Can we achieve that goal? Jesus Christ recognized that many of us are bearing great emotional burdens, and are dealing with negative stressors. He made this wonderful promise to us: "Come to Me, all you who labor and are heavy laden, and I will give you rest. Take My yoke upon you and learn from Me, for I am gentle and lowly in heart, and you will find rest for your souls. For My yoke is easy and My burden is light" (Matthew 11:28–30). Trust Christ to share your burdens, for He knows what it is like to endure pain and pressure. Give your life to Him, and you will find "rest for your souls." Let Him carry your burdens. As Peter wrote, we are to cast "all your care upon Him, for He cares for you" (1 Peter 5:7). Or: "Cast all your anxiety on him because he cares for you" (1 Peter 5:7, NIV).

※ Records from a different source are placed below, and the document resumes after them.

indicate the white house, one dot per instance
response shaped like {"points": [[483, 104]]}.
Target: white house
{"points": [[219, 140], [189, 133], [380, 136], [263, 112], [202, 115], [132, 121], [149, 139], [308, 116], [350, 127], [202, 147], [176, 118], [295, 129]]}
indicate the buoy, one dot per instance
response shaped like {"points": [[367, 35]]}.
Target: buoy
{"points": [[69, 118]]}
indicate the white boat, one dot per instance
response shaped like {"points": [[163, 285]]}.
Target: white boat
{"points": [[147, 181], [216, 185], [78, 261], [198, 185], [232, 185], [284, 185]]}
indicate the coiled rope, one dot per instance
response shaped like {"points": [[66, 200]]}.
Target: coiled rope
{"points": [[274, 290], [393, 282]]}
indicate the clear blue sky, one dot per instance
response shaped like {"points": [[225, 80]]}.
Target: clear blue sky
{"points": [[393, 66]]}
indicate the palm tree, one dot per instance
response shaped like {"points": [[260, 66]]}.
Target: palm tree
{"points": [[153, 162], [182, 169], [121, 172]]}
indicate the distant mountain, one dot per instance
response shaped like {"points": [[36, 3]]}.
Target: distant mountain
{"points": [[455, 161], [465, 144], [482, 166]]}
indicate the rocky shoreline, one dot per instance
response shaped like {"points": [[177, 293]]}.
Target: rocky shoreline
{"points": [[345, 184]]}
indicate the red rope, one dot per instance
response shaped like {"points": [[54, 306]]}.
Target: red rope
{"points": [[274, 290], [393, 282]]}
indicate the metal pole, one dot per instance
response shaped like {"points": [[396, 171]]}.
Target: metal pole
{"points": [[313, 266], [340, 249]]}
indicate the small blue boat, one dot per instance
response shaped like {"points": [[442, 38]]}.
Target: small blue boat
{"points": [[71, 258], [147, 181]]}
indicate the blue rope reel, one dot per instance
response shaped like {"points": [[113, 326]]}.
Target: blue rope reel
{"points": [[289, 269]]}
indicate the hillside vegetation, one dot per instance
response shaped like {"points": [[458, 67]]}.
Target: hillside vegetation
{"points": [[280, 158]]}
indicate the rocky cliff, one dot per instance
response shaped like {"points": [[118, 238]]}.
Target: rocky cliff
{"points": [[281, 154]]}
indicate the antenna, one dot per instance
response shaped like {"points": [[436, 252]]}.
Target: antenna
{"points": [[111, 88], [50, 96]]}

Some of us may have stressful relationships with friends or family members. But have we considered forgiving those who have oppressed us? Jesus taught us to forgive others. Remember what He included in the "model prayer" for Christians: "Forgive us our debts, as we forgive our debtors" (Matthew 6:12). Have you forgiven anyone recently? Forgiveness can even help us overcome depression. Dr. Paul Meier wrote, in his book Don't Let Jerks Get the Best of You: "A patient can be depressed for many years, then forgive the one who caused his repressed anger and totally recover from the depression, because his serotonin has been restored naturally and the brain is able to work correctly" (p. 170).
Forgiving others can produce peace of mind. We can turn our lives around and begin to experience joy and happiness. God has given us the principles for success, happiness and peace. We can cope with stress. We can survive stress.
Take care of your health. Maintain a positive attitude. Forgive others. Take time every day for prayer, Bible reading, and meditating on the truth of God. Work diligently, exercise regularly and strive for adequate sleep and rest. Pray about everything that worries you, and pray with thanksgiving. Live by these principles, and you can turn your stress into success!